ADR-1097: Atomic file writes for AI-script cache and output files

  • Status: Accepted
  • Date: 2026-06-07
  • Deciders: Lusoris
  • Tags: ai, correctness, reliability

Context

Several AI pipeline scripts write intermediate cache files (per-clip JSON) and final output files (Parquet, JSONL) using non-atomic Path.write_text() or df.to_parquet() calls. If the process is interrupted mid-write (OOM kill, SIGKILL, power loss, disk full) the destination file is left partially truncated. On the next resume attempt the file exists with a non-zero size, so the resume logic treats it as a valid cached result and either crashes on a json.loads parse error or silently produces corrupt output rows.

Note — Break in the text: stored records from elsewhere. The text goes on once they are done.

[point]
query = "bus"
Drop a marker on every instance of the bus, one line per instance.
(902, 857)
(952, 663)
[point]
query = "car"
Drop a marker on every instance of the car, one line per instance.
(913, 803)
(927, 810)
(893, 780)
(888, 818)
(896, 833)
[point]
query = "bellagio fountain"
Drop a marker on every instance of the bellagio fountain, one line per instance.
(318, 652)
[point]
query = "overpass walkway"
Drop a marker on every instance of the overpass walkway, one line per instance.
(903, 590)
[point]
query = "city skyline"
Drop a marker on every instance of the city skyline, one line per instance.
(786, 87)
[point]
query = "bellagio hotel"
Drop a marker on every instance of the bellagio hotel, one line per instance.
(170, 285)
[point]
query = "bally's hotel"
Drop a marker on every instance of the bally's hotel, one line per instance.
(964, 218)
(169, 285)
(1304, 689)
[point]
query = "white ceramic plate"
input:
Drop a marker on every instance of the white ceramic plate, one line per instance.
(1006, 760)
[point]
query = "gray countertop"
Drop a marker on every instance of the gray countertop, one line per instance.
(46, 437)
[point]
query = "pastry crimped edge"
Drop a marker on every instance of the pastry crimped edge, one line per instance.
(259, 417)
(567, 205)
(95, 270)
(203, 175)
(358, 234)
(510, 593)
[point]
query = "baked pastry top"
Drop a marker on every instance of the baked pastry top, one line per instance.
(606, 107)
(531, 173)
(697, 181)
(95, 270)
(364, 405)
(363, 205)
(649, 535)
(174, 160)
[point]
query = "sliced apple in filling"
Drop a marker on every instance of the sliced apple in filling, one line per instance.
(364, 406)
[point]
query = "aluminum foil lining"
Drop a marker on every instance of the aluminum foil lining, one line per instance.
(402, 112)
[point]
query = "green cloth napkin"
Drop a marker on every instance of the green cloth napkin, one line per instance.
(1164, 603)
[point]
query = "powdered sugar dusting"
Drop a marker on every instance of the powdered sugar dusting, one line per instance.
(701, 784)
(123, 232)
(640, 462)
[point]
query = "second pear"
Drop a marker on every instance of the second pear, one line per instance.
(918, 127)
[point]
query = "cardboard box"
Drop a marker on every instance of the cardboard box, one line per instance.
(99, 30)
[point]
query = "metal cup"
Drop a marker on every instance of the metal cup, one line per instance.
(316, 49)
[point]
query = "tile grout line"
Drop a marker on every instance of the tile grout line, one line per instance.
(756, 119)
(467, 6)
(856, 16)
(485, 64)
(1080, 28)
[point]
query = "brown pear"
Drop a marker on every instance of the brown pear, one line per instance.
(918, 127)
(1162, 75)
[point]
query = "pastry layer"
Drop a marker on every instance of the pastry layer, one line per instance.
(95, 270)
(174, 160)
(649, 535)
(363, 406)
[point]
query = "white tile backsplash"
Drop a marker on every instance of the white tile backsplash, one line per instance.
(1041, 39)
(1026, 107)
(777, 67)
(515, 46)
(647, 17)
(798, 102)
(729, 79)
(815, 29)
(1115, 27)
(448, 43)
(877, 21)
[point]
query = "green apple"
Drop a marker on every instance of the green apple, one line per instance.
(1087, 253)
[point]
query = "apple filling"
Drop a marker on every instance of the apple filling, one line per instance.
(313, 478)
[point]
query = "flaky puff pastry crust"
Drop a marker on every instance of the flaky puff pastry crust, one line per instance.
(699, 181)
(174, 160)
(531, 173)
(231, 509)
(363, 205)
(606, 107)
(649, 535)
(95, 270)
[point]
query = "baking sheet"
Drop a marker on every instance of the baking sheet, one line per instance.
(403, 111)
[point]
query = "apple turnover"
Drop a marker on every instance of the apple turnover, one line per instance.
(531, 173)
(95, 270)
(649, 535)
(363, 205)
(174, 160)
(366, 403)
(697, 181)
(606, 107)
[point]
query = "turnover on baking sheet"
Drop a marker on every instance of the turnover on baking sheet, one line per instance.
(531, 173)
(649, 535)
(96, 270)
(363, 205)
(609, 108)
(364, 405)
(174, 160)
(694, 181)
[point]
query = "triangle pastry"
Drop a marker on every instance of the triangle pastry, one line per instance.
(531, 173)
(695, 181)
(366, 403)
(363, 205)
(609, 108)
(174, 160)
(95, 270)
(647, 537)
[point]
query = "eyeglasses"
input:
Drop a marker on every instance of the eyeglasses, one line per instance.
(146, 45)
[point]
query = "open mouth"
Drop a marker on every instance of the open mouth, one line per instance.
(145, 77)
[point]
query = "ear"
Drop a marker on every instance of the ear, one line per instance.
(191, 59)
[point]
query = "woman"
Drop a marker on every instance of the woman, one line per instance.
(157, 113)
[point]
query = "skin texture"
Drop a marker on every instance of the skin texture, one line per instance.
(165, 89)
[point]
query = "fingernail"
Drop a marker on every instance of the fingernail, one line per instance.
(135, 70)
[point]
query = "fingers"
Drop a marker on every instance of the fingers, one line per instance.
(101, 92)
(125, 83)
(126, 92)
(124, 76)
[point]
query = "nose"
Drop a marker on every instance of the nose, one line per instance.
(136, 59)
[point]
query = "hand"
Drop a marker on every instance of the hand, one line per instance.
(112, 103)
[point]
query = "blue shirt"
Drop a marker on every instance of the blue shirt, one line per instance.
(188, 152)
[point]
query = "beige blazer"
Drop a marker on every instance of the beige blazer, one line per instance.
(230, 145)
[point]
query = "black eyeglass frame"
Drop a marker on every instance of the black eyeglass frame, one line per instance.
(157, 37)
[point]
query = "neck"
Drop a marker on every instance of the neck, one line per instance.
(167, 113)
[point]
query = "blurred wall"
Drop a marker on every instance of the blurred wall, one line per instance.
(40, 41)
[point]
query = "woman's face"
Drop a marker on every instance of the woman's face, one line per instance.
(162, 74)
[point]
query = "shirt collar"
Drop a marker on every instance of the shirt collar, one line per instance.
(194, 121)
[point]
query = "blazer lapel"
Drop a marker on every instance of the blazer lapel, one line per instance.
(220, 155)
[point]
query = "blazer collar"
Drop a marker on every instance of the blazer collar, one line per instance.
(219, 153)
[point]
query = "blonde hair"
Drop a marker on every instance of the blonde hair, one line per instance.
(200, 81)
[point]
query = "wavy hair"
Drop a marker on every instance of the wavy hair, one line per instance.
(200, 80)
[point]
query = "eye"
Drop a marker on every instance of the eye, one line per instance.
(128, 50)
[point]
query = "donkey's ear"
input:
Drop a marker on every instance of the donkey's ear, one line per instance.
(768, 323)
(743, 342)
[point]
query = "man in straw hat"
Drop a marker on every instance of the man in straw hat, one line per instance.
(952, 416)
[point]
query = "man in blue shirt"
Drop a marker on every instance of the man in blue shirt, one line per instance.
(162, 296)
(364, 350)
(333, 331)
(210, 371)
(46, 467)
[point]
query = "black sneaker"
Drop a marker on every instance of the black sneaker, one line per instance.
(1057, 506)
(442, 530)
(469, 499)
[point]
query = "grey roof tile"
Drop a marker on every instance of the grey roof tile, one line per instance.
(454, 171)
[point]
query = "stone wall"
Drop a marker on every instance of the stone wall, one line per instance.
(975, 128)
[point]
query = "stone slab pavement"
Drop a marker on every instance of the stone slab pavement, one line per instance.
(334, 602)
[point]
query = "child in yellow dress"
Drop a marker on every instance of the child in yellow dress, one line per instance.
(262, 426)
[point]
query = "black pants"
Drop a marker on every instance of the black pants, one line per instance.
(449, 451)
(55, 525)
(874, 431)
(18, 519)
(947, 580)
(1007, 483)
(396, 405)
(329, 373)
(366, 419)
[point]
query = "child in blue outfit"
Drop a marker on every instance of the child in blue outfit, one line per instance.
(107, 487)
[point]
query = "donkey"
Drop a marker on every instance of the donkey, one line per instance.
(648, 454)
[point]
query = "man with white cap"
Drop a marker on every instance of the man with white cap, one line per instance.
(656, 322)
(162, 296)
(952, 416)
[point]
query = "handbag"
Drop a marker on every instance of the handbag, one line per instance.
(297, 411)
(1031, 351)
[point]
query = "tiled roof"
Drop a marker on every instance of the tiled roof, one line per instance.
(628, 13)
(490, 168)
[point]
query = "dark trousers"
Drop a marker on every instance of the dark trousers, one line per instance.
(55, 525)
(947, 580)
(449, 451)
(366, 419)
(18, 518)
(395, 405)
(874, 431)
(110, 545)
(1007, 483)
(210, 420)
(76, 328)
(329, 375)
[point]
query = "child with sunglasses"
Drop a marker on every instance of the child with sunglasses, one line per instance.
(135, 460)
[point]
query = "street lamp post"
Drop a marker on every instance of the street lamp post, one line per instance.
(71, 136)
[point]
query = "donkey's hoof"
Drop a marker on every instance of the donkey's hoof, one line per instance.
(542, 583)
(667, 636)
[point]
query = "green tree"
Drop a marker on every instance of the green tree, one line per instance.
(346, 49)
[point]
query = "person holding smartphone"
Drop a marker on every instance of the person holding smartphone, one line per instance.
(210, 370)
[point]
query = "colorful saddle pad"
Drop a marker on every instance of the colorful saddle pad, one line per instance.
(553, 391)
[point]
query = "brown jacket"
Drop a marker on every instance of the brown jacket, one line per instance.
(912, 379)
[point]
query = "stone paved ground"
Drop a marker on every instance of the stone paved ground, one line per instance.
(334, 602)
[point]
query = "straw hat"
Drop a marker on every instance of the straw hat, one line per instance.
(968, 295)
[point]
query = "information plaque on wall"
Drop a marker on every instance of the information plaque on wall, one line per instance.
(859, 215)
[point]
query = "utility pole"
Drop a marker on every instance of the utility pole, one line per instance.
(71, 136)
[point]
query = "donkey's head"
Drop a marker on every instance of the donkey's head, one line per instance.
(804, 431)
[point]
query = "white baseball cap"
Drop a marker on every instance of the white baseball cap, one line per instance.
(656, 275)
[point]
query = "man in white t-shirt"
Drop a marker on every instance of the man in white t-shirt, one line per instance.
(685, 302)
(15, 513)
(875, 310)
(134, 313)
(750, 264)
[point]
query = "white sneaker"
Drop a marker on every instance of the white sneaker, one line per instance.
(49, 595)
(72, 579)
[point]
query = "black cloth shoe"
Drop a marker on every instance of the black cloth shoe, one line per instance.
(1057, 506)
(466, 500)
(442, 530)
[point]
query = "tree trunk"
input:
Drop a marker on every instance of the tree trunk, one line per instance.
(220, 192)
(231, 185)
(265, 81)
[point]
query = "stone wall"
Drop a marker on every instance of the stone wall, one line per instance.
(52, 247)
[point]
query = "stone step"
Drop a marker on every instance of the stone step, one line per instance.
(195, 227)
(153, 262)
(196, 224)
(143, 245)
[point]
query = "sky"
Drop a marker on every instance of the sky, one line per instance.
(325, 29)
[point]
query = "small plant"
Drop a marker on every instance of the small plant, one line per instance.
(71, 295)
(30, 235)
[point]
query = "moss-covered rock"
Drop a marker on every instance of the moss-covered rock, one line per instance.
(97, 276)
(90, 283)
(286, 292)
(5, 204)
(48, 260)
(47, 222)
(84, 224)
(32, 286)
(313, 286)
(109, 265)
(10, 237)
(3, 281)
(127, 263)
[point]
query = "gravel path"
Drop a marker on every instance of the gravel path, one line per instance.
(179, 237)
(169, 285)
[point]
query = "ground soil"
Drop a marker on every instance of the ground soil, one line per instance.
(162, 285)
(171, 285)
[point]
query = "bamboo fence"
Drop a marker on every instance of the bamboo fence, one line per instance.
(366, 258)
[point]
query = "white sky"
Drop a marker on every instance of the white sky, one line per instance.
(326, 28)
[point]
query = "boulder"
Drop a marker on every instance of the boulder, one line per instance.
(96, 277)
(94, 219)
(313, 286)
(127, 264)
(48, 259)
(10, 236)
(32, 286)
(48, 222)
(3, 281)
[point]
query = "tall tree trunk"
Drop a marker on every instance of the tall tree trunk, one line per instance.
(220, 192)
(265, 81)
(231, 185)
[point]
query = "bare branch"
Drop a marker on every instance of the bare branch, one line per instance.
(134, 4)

The specific patterns observed:

  • chug_extract_features.pycache_path.write_text(...) for the per-pair feature JSON (line 653) and visual_cache_path.write_text(...) for the visual-signal JSON (line 669). Both files are tested for existence at line 611 before skipping re-extraction; a partial write permanently poisons the cache entry.
  • bvi_dvc_to_full_features.py — two cache_dir / key.json).write_text(...) calls (lines 308, 358) plus a non-atomic df.to_parquet(out_path) at the final write (line 602).
  • konvid_to_full_features.pycache_path.write_text(vmaf_json.read_text()) (line 274) and three df.to_parquet(...) calls in _write_outputs (lines 297, 307, 315).
  • extract_full_features.pycache_path.write_text(json.dumps(payload)) (line 100) and df.to_parquet(args.out) (line 232).
  • aggregate_corpora.py — output JSONL opened as "w" before any rows are written; a crash during iteration leaves a truncated file.
  • aiutils/run_manifest.py:write_manifest_jsonpath.write_text(...) used by every script's provenance manifest; a crash during the write corrupts the manifest sidecar.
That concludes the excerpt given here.